L'annonce de la perte d'un être aimé fige à tout jamais dans notre mémoire l'endroit précis où nous nous trouvons à ce moment-là, en tout cas bien mieux que la photographie ne saurait le faire.
Comme beaucoup d'hommes qui ont participé à ce qu'on appelait alors " une simple opération de police", notre père resta muet sur ce qu'il avait vécu. Les seules choses que nous savons sont de l'ordre du détail, comme son insoumission aux ordres absurdes et sa rébellion qui l'ont amené à faire quelques mois supplémentaires pour cette guerre jusque là sans nom et reconnue officiellement comme la guerre d'Algérie depuis le 10 juin 1999 par l'Etat français.
Il aura fallu attendre quarante-cinq ans.

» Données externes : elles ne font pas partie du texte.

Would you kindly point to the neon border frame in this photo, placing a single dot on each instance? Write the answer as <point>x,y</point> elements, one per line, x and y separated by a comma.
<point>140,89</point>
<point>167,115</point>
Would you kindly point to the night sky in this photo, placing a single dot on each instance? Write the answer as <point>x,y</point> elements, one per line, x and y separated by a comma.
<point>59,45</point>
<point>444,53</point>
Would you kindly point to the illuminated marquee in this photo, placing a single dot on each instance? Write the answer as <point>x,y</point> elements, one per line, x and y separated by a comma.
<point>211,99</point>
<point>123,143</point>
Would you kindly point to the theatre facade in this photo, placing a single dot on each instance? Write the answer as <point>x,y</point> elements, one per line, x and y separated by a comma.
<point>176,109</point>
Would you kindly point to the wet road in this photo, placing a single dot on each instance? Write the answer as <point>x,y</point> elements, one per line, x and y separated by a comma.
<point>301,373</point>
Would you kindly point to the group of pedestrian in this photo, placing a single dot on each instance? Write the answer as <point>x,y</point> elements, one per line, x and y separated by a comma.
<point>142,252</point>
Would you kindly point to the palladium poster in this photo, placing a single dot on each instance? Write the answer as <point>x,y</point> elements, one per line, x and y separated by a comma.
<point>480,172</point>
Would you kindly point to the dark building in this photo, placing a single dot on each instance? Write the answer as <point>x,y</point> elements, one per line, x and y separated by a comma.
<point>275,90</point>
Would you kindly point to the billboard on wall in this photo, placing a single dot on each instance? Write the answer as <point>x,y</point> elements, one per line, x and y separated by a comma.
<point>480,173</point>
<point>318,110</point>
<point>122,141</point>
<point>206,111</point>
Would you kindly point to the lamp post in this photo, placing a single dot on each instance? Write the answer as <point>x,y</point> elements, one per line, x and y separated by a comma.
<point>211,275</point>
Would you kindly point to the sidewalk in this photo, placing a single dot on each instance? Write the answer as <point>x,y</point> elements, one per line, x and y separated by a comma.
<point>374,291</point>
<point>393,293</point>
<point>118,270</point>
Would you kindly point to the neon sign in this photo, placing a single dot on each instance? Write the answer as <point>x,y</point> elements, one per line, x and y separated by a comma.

Tout autour de la photographie, il y a l'absence, l'absence de celles et ceux qui ne sont plus là pour nous dire qui figure sur la photographie. Tout autour de la photographie, il y a le silence, ce vide abyssal devant lequel nous nous trouvons face au regard de celles et ceux qui ne nous laissent pour mémoire que leurs seuls visages. Tout autour de la photographie, il y a l'angoisse, celle qui me prend physiquement dans les entrailles, de voir et de ne jamais savoir.